Suzanne Moore has written an interesting piece about the political/police/media nexus exposed in recent weeks: Suzanne Moore on spin She echoes thoughts I’ve been having over the past amazing fortnight.:
- everyone is calling for new/better ethics. No one has the faintest idea what might constitute such ethics – what approach do they recommend? Utilitarian, deontological, virtue-based? The level of discussion remains painfully abstract. Professional ethics have offered no brake on the behaviour of journalists or police involved in these stories.
- The focus is shifting from the actions of individuals to collective issues, the culture of a news room or multinational. This ties with my research that shows most professional ethics blames individuals and avoids collective responsibility wherever possible. Today’s Observer reports the Catholic Church’s legal attempt to deny responsibility for priests’ abuse on the technical grounds that they are not Church employees.

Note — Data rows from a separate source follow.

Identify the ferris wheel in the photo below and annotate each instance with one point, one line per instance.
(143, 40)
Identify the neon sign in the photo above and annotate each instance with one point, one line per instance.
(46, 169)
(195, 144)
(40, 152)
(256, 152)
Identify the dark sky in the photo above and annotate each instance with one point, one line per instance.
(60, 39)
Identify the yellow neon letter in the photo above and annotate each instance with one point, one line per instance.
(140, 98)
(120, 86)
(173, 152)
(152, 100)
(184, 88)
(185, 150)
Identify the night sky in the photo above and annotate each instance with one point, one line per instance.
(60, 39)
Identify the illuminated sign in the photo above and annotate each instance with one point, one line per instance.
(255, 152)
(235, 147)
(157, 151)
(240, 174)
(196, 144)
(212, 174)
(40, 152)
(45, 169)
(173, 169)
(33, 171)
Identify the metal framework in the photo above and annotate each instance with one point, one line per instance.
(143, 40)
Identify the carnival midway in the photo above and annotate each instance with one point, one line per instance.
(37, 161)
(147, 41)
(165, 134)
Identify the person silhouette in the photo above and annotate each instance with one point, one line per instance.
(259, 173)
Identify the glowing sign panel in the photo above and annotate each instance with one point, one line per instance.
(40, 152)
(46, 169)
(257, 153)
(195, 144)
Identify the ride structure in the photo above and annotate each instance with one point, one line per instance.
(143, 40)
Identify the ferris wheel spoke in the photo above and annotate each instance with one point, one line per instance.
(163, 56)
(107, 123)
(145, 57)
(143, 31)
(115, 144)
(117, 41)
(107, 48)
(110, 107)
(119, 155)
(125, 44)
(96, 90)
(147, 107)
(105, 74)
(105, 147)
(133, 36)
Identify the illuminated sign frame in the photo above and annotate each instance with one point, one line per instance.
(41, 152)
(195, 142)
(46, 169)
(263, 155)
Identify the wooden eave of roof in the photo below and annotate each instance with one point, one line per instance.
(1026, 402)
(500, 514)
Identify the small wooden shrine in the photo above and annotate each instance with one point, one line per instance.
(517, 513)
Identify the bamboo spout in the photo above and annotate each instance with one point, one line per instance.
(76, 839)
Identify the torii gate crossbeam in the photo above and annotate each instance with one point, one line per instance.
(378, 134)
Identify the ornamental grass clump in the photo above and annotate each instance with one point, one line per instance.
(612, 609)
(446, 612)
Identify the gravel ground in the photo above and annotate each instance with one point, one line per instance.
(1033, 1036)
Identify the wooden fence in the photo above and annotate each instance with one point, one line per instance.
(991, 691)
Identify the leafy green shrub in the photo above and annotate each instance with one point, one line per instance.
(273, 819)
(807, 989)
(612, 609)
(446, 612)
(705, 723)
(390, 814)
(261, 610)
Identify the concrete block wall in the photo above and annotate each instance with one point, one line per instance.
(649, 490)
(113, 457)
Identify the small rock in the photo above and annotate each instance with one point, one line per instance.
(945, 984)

- The person who embodies the ethical conflicts in the NOTW story is Paul McMullen, the former deputy features editor who was shredded by Hugh Grant, Steve Coogan, Paxo and anyone else who lined up in a TV studio – to which he kept turning up in a series of attempts both to exonerate and blame himself. Sometimes his defence was ‘ we were after the truth’, evoking the archetypal journalist as truth seeker and public defender. When people gawped at such a justification of phone hacking, he offered the other old card ‘ just entertainment’, a line I remember from old Fleet Street days when I would attack my mother’s Daily Express colleagues. He seemed anguished though, someone knowing the inadequacy of his position and thus illustrating the terrible damage done to those who follow organisational ethical norms but violate something deeper, more personal.